I live in California and in I was hired at a restaurant in August 2023. During the interview, I submitted availability for Thursday- Saturday. I was hired. 2 months in, my availability changed to Thursday and Friday only. I submitted my request (and explanation) to close my Saturday availability due to
- school (weekends needed to be left completely open for potential make-ups for cancelled clinicals during the week;
- unpredictable if/when this will apply (COVID-19 outbreaks= students sometimes turned away from hospital rotations to limit unnecessary personnel/decrease spread);
- decided to block my Saturday availability to avoid having to be in the predicament of being double booked at school and work).

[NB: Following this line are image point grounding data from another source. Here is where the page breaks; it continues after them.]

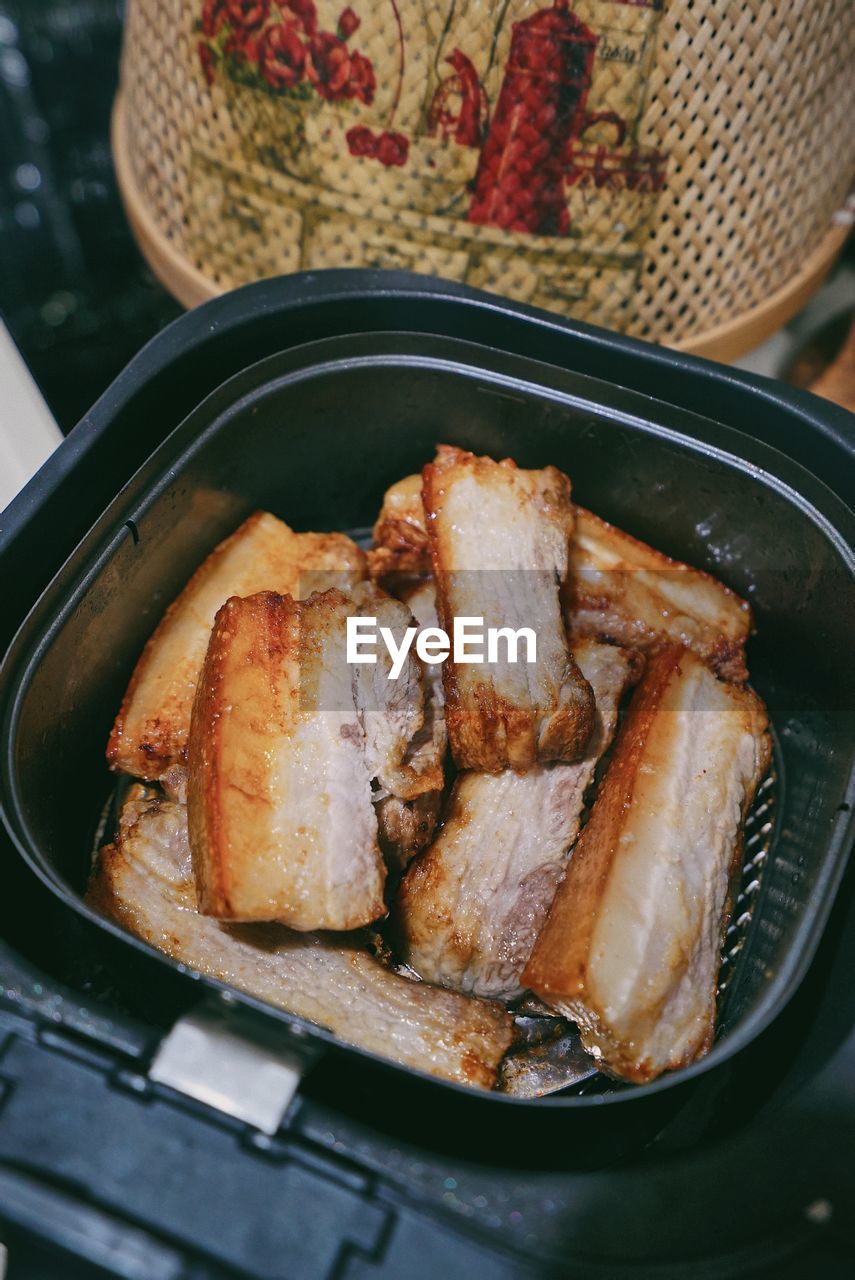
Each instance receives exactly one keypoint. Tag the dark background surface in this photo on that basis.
(79, 302)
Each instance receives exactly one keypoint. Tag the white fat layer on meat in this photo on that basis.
(511, 580)
(657, 944)
(146, 882)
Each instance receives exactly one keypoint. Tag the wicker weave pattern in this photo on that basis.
(737, 113)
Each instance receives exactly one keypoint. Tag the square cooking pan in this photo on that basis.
(315, 432)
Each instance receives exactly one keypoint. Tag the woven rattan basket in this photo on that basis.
(676, 169)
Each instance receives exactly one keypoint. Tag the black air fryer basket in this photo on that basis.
(309, 397)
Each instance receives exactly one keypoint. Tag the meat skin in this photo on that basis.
(625, 592)
(506, 714)
(469, 910)
(143, 881)
(631, 946)
(150, 732)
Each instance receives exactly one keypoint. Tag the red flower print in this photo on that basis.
(282, 56)
(389, 149)
(362, 82)
(214, 14)
(302, 12)
(247, 13)
(393, 149)
(347, 23)
(329, 65)
(206, 59)
(243, 46)
(361, 141)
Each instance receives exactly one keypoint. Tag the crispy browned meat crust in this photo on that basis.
(625, 592)
(150, 731)
(618, 589)
(469, 910)
(143, 881)
(631, 946)
(399, 535)
(280, 817)
(499, 549)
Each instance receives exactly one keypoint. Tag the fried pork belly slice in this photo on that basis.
(623, 590)
(469, 910)
(145, 882)
(407, 826)
(499, 548)
(405, 737)
(280, 816)
(631, 946)
(399, 534)
(264, 554)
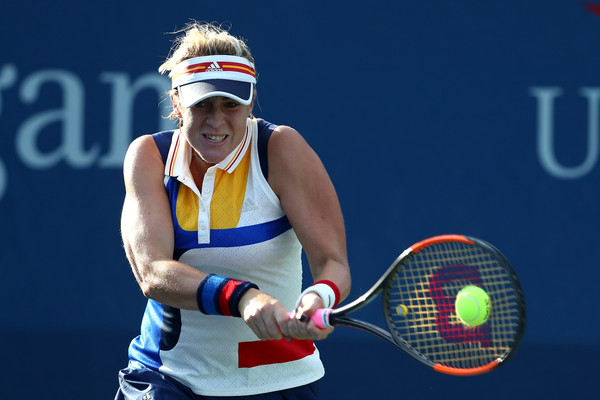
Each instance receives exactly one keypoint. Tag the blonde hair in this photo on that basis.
(198, 39)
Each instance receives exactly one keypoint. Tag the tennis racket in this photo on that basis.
(419, 290)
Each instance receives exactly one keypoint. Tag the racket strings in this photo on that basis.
(427, 285)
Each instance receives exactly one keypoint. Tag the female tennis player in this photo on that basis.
(215, 217)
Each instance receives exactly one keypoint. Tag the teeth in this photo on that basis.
(215, 139)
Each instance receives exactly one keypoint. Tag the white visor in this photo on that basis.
(202, 77)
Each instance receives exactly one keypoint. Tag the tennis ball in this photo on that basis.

The woman (who acts as the HR person for the restaurant) accepted my request and stated that coverage for my former Saturday shift will be covered moving forward. A few weeks later, the owner expresses frustration regarding people "not wanting" to work weekends. I know I'm one of the targeted individuals by statement. I feel that a scenario is coming where they will plan to let me go due to my limited availability. Also, in the last month, I have released a couple of shifts to some coworkers who were interested in an extra shift, while I was simultaneously interested in the relief of a shift. I mention this to paint the picture of possibly being perceived as someone who doesn't want/need to work, when that isn't the reality. The reality is I live the life of an extremely busy college student enrolled in a rigorous and depleting school program, so as you can imagine, I have to work the minimum in order to provide maximum investment that is required for a college education. In addition, I have not been late nor called out since starting.
My question here is can they legally fire me or give me an ultimatum of needing me to be available outside of what I am actually available, as well as after having already and approved my updated availability? If they are allowed to, would I be eligible for unemployment under these circumstances?